Hay naciones sin estado que, para superar su complejo de inferioridad, le dicen al país de al lado que lo suyo no es una nación ni es nada. Suelen hacerlo el día de la fiesta nacional del vecino --que también es la suya, de momento, aunque no se den por aludidos-- con la intención de deslucirla, aunque este año, sin ir más lejos, ya se haya encargado de ello el coronavirus (y la Patrulla Águila del ejército del Aire, cuyos pilotos se hicieron un lío con las franjas de la bandera que dibujaron en el aire, tomando el testigo de la farola del año pasado contra la que se estrelló un paracaidista). Para el lazi medio, España no es una nación, sino una jaula de matriz castellana para las genuinas naciones de la península. En esa dirección ha ido este año Pilar Rahola desde su nuevo púlpito en la red: como no le bastan las varias horas mensuales de tabarra audiovisual que le financiamos vía TV3, la cheerleader mayor del régimen se ha metido a influencer; el caso es monologar, ya que las conversaciones no se le dan nada bien cuando el oponente se le pone farruco --como hizo Alejandro Fernández en el FAQS--, momento en el que se comporta como Donald Trump y opta por interrumpir constantemente al contrario y seguir largando sottovoce mientras el otro intenta concluir un razonamiento (o sea, lo que Jesús Mariñas le hacía a la pobre Karmele Marchante cada vez que se la cruzaba en un plató).

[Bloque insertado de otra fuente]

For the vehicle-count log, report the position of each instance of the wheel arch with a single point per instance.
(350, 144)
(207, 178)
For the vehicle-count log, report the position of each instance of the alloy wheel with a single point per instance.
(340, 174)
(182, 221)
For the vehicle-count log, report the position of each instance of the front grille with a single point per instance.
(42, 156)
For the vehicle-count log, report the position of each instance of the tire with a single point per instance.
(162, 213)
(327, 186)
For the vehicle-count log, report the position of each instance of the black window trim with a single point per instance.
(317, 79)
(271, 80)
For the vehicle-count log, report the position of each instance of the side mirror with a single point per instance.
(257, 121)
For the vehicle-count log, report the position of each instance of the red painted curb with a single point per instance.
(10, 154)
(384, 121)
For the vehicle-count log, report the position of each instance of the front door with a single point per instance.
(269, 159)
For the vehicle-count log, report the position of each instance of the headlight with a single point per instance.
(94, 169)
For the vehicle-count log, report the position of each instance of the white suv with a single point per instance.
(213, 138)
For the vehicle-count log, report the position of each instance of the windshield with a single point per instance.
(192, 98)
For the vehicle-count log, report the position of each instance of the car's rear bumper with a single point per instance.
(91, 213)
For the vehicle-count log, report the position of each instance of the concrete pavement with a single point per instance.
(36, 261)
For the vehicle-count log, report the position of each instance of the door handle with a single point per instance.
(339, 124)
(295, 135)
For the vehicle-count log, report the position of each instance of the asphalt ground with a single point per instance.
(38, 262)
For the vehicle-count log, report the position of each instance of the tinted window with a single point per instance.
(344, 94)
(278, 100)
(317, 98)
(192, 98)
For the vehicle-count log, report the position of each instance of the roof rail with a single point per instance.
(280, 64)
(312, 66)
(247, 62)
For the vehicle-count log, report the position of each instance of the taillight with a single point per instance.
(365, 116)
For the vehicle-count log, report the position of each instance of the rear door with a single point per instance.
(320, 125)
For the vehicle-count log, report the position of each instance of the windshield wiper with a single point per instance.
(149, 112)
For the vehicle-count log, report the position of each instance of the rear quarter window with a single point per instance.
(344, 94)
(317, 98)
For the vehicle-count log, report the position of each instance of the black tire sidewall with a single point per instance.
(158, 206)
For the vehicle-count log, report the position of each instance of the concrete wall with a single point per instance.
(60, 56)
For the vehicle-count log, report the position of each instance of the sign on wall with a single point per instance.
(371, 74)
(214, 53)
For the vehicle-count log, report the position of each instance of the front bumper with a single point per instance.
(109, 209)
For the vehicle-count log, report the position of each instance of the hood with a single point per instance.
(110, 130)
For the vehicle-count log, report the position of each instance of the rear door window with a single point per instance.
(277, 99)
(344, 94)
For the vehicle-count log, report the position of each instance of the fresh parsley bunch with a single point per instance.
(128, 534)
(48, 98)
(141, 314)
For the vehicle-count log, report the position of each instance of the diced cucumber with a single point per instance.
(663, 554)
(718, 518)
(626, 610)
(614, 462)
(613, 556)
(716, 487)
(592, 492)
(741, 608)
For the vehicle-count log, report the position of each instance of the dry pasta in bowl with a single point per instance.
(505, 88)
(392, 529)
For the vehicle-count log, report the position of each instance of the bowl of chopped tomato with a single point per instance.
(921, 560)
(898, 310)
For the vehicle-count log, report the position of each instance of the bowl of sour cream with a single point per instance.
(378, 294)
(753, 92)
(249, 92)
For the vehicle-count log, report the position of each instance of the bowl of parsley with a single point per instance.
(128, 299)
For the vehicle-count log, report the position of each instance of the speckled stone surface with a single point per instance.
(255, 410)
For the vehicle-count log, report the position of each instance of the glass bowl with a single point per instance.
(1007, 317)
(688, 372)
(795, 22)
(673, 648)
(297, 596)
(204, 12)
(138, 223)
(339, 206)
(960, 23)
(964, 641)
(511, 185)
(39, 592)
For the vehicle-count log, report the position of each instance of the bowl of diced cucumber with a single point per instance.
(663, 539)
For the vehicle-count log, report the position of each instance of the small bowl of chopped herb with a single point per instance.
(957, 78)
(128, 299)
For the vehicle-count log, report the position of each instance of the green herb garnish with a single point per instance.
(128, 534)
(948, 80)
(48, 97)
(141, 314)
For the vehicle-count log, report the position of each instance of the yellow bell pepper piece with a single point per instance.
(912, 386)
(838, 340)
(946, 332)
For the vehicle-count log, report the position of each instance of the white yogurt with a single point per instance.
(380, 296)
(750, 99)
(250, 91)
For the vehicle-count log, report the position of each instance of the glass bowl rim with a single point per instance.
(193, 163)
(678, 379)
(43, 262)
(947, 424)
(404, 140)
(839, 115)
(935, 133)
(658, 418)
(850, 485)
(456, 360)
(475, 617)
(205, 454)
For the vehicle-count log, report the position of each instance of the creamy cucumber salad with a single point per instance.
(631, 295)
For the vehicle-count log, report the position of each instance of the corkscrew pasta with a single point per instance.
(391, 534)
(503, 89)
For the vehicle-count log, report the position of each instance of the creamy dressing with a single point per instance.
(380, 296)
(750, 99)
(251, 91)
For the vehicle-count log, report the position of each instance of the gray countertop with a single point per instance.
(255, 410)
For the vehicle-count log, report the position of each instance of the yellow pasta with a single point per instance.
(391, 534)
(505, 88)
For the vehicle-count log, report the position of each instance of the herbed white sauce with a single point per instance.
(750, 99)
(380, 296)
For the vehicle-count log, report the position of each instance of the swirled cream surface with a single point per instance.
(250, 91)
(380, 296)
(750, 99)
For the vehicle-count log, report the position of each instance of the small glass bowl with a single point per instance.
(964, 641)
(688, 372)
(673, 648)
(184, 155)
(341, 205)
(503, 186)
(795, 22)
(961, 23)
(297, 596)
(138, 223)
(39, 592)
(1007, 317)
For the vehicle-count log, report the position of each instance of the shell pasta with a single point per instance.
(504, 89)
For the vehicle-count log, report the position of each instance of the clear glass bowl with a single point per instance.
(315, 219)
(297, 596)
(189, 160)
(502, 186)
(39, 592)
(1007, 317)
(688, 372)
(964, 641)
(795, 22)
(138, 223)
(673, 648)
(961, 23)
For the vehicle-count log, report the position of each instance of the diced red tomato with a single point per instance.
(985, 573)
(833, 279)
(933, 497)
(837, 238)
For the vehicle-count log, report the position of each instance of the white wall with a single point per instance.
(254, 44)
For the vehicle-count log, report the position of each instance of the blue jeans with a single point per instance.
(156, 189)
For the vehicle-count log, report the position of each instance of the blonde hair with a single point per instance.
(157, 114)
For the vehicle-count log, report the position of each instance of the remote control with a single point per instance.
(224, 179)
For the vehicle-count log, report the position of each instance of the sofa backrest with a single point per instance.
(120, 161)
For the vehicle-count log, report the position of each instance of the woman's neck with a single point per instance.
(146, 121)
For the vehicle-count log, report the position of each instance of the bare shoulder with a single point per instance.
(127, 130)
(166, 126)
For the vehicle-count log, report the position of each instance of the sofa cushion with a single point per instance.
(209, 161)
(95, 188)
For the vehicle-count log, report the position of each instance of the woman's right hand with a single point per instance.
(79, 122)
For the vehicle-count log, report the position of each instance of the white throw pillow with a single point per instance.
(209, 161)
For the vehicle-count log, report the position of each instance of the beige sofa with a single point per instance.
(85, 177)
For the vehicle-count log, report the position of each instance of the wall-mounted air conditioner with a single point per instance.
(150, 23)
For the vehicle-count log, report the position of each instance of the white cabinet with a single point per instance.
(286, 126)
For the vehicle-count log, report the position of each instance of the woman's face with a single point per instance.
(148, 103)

El 12 de octubre también es fundamental que salga alguien del gobiernillo a decir que la conquista de América fue un genocidio y a exigir disculpas públicas, cosa que nadie comenta de Estados Unidos, a cuyo presidente tampoco se exigen actos de contrición, aunque los padres fundadores se tomaron el exterminio más en serio que los españoles, que solo matamos a los hombres y violamos o engatusamos a las mujeres, dando origen a un fecundo mestizaje que se aprecia a simple vista en casi toda Sudamérica. Este año le ha tocado a la ministrilla Ester Capella, secundada por el Tete Maragall, lo de insistir en el genocidio --¿alguien conoce alguna invasión pacífica y armoniosa, aparte de la ocupación nazi de París durante la Segunda Guerra Mundial, una de las más notables vergüenzas nacionales de nuestros vecinos del norte?-- y reclamar disculpas, rutina que últimamente se ha completado con la teoría de que el perverso estado español quiere eliminar a los catalanes igual que a los nativos de América del Sur, lo cual convierte a los lazis en los últimos indios de Europa (y los primeros también).
Cada 12 de octubre, las autoridades (sic) del régimen, secundadas por Omnium, la ANC y demás asociaciones patrióticas financiadas con el dinero del contribuyente, se descuelgan con la chorrada del genocidio y las disculpas mientras parecen recordar la canción de Quilapayún (¿o eran Inti Ilimani?) Dale tu mano al indio. De repente, los mismos lamentables supremacistas que deprecian a los españoles y tratan a los latinoamericanos de panchitos se convierten en indios honoríficos y se comparan con ellos, pues, desde su punto de vista, no hay diferencia alguna entre las escabechinas de Cortés y Lope de Aguirre y el trato político de Sánchez y Rajoy, que para nuestros nuevos indios es la versión contemporánea del supuesto genocidio que tanto fingen que les atormenta.
La negación de España como nación y el creerse indios por un día son ya tan tradicionales en la Cataluña lazi como el Caga tió navideño. Cada 12 de octubre hay que soltar ambos conceptos como si se te acabaran de ocurrir, aunque lleves, como es el caso, repitiéndolos cual loro desde hace años. Lo que nunca nos explican es por qué le conceden tanta importancia a la fiesta nacional del país vecino, como no sea, claro está, para cimentar su supuesta condición de colonia, de últimos restos de serie del imperio español, de gloriosa escurrialla de los tiempos en que España nunca se ponía el sol.
Intuyo que la expresión “hacer el indio” se ha convertido en una muestra de incorrección política, pero es ideal para definir la performance de la ministrilla Capella y las actividades anticolonialistas de Omnium, la ANC y esos auto denominados antifascistas que son tan brutos, primarios e intolerantes como los fascistas de toda la vida con los que intercambian rebuznos junto a la estatua de Colón al final de la Rambla, donde Santiago Auserón, líder de Radio Futura, se encontraba con la negra Flor y no costaba nada intuir cómo acabarían la noche, entregados al sano mestizaje o, para los lazis, emponzoñados por el más vil colonialismo sexual.